Bolder fiscal policy is on the way next year, according to a statement by conference attendees. China slashed corporate taxes and embarked on major infrastructure projects in 2016 to offset a slowdown in private investment. In 2017, infrastructure investment growth is likely to approach 25%, compared to 20% this year, according to Zhao Yang, chief China economist at Nomura Holdings. Meanwhile, the Ministry of Finance said Thursday that a tax break for small cars set to expire at the end of 2016 will be extended.

On the monetary side, party leaders target "prudent and neutral" policy in 2017, according to state news outlet Xinhua, rather than this year's merely "prudent" policy -- a sign that moderate tightening could be on the way. The People's Bank of China has used market operations since autumn to guide short-term interest rates higher and instructed commercial banks to slow the pace of new lending. This policy now has the party's official stamp of approval.

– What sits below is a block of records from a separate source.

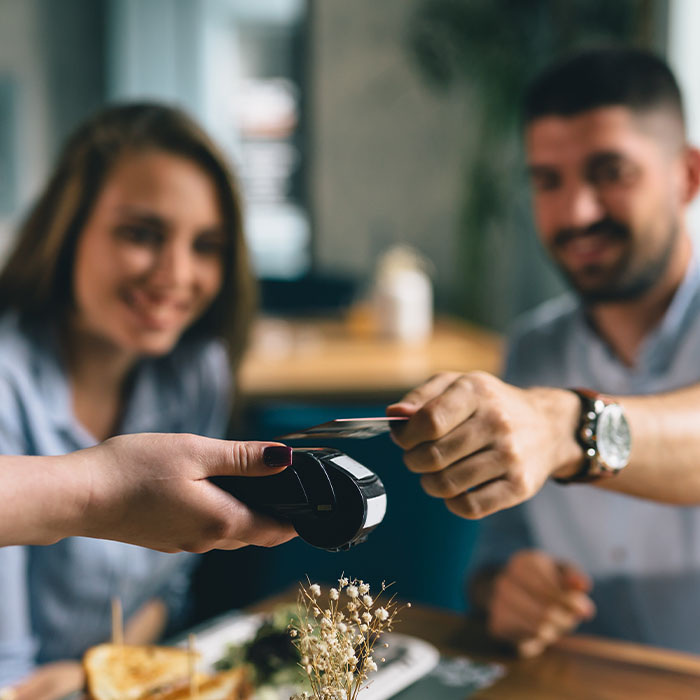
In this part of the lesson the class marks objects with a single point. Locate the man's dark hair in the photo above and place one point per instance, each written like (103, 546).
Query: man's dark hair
(604, 77)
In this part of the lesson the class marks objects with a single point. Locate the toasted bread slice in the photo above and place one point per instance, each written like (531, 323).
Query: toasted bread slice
(124, 672)
(227, 685)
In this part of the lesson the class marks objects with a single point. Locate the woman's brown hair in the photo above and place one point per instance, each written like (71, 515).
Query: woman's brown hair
(37, 279)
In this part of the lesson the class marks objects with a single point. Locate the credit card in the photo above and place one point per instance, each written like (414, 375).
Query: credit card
(358, 428)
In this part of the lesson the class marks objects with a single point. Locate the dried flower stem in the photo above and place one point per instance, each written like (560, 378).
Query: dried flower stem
(336, 642)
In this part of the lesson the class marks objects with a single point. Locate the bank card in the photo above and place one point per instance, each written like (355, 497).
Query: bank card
(357, 428)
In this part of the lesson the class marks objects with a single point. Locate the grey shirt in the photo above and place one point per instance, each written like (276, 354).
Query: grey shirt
(644, 557)
(55, 600)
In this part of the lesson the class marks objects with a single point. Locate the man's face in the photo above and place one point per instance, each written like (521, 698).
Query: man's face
(607, 198)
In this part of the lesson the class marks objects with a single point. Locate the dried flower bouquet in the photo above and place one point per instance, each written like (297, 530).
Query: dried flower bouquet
(336, 643)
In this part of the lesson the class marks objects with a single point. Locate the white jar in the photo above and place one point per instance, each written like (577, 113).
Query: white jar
(403, 297)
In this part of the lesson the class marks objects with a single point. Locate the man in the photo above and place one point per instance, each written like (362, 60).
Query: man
(145, 489)
(612, 178)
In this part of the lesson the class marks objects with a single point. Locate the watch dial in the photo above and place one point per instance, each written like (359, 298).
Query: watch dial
(613, 437)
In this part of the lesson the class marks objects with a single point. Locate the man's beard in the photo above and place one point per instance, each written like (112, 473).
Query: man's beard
(629, 278)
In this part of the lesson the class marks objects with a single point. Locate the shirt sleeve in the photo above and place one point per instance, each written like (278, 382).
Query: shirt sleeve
(18, 645)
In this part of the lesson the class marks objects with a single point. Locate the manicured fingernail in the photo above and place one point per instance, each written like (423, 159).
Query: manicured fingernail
(277, 456)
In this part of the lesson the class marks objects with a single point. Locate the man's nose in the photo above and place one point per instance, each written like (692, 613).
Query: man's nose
(581, 206)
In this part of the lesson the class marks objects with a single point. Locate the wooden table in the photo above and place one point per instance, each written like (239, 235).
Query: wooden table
(313, 359)
(576, 668)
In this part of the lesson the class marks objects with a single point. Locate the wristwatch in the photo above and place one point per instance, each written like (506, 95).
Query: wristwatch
(604, 436)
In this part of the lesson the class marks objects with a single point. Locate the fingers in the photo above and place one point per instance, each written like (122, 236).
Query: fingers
(454, 481)
(530, 605)
(439, 406)
(227, 523)
(242, 458)
(419, 396)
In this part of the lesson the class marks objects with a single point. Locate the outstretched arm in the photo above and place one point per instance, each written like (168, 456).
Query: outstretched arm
(147, 489)
(484, 445)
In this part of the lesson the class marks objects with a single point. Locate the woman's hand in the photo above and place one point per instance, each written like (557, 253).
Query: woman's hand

The shift aims in part to avoid a plunge in the value of the yuan associated with capital flight. China intends to both make foreign exchange trading more flexible and stabilize its currency at a rational, balanced level, according to the statement.

Bursting bubbles

The other goal is to steer clear of the financial turmoil a rupture in the real estate bubble could cause. Curbing financial risk will take on a more central role in policy than before, the statement said. The country is also to take strong steps to restrain an asset bubble, enhance financial oversight and avoid creating instability in the financial system.

Real estate was a much hotter topic this year than last. Houses were referred to as places to live, not objects to speculate on. Measures to keep prices from plunging, as well as from overheating, are to be looked into. The likely goal is to have owners rent properties, rather than flip them for a profit. Governments in cities with sky-high prices are also encouraged to provide more land for development and increase the share used for residential purposes.

The target for China's economic growth in 2017 -- and how it will compare to 2016's 6.5% to 7% -- went unmentioned. But Xi has said that 6.5% average annual growth is the absolute minimum target for the five years from 2016 to 2020.

A host of structural reforms to combat oversupply in the steel and coal markets were introduced at last year's economic conference. The group took a softer stance this time around, content to keep cutting production capacity and pursuing ongoing reforms for businesses such as state enterprises. Structural reform, after all, entails lost jobs and other collateral damage -- a dangerous proposition when party leadership positions are on the line.